LA PLATA, Md. (May 9, 2010)—On Tuesday afternoon, May 4, the Charles County Commissioners voted unanimously to approve a one-time $20,000 grant to the Oyster Recovery Partnership (ORP). The one-time grant is provided through the Economic Development Departments escrow fund. The previous Economic Development Commission, which dissolved in 2005, maintained private funds which were transferred to the County and to be used solely for economic development purposes in Charles County.
During the Commissioners meeting Tuesday afternoon, the Oyster Recovery Partnership made a presentation to the Commissioners about oyster reseeding and restoration in Charles County. Oyster Recovery Partnership, a non-profit, has a 15 year history of successfully bringing together state and federal government agencies, scientists, watermen and conservation organizations towards the common goal of oyster restoration.
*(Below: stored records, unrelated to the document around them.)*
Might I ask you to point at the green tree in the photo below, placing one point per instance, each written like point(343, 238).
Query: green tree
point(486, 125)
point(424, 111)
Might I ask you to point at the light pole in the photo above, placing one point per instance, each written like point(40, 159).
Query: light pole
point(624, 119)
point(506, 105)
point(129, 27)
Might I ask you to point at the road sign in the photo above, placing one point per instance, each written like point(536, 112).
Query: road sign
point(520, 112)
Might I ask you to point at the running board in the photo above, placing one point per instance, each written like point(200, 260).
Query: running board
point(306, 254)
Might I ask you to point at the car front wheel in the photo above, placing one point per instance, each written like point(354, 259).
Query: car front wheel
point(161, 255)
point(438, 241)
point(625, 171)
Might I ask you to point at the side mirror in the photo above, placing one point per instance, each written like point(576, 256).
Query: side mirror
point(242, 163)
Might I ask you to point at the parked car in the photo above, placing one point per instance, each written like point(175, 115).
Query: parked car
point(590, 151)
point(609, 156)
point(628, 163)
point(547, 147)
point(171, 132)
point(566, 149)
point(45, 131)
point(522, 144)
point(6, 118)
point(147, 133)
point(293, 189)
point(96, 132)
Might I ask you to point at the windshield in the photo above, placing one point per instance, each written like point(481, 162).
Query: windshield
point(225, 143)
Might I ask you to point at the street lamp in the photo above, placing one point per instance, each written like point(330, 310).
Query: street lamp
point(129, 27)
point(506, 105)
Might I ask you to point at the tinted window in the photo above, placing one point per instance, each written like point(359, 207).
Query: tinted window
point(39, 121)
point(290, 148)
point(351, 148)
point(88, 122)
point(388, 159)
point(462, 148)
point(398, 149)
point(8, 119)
The goal of restoring oysters will aid in cleaning the Chesapeake Bay and its waters, preserve our cultural heritage and protect our economic future. Oysters are a keystone species for the Bay and are vital to its long-term recovery. Oysters are the Bays primary filtration system and provide a rich habitat for many other species, including blue crabs.
Oysters have been decimated by disease, siltation, poor water quality and historical overharvesting of a mismanaged fishery. Recovery and restoration efforts of oysters have been hampered by disease, sedimentation, low dissolved oxygen, low natural recruitment, juvenile production and harvest activity.
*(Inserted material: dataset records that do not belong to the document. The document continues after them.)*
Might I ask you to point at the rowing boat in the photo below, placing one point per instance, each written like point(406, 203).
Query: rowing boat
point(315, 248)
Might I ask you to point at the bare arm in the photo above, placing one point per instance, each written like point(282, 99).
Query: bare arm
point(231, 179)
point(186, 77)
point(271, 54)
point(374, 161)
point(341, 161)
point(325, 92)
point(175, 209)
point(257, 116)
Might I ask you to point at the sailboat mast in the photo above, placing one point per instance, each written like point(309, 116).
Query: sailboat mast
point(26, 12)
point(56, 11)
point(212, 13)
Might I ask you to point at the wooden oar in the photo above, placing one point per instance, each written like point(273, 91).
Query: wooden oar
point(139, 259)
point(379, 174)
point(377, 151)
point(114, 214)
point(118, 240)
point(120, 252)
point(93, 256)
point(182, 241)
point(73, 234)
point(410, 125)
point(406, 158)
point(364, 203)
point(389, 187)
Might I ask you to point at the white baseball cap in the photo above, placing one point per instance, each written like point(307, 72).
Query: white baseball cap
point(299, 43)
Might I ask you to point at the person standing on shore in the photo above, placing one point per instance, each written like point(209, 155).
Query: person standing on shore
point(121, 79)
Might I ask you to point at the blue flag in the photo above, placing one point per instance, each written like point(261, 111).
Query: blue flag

There are several steps involved with restoring an oyster reef, including:
Selecting rivers/oyster bars for restoration and planting
Conducting oyster bar surveys to locate areas of exposed shell/shell deposits on the river bottom
Construction a reef and preparing the oyster bar for seeding
Examining river bottom conditions prior to planting to identify best locations for oyster spat survival
Producing, transporting, and planting oyster spat (an oyster in the larval stage)
Monitoring post planting
During the process of oyster spat production, adult oysters (broodstock) collected by Maryland watermen are spawned at the UMCES Horn Point Laboratory oyster hatchery. The oyster larvae produced by these spawns are fed cultured algae and allowed to develop under controlled conditions until they are ready to setthe process whereby oyster larvae permanently attach themselves to a shell. The larvae are placed into specially constructed tanks at Horn Point Hatchery that have been filled by the Oyster Recovery Partnership with aged, cleaned oyster shells. The resulting shells with the newly created oyster spat (spat on shell) are loaded by ORP onto vessels for deployment and then planted.
At the current market rate of $.01 per spat, a contribution of $20K will purchase approximately 2 million spat on shell.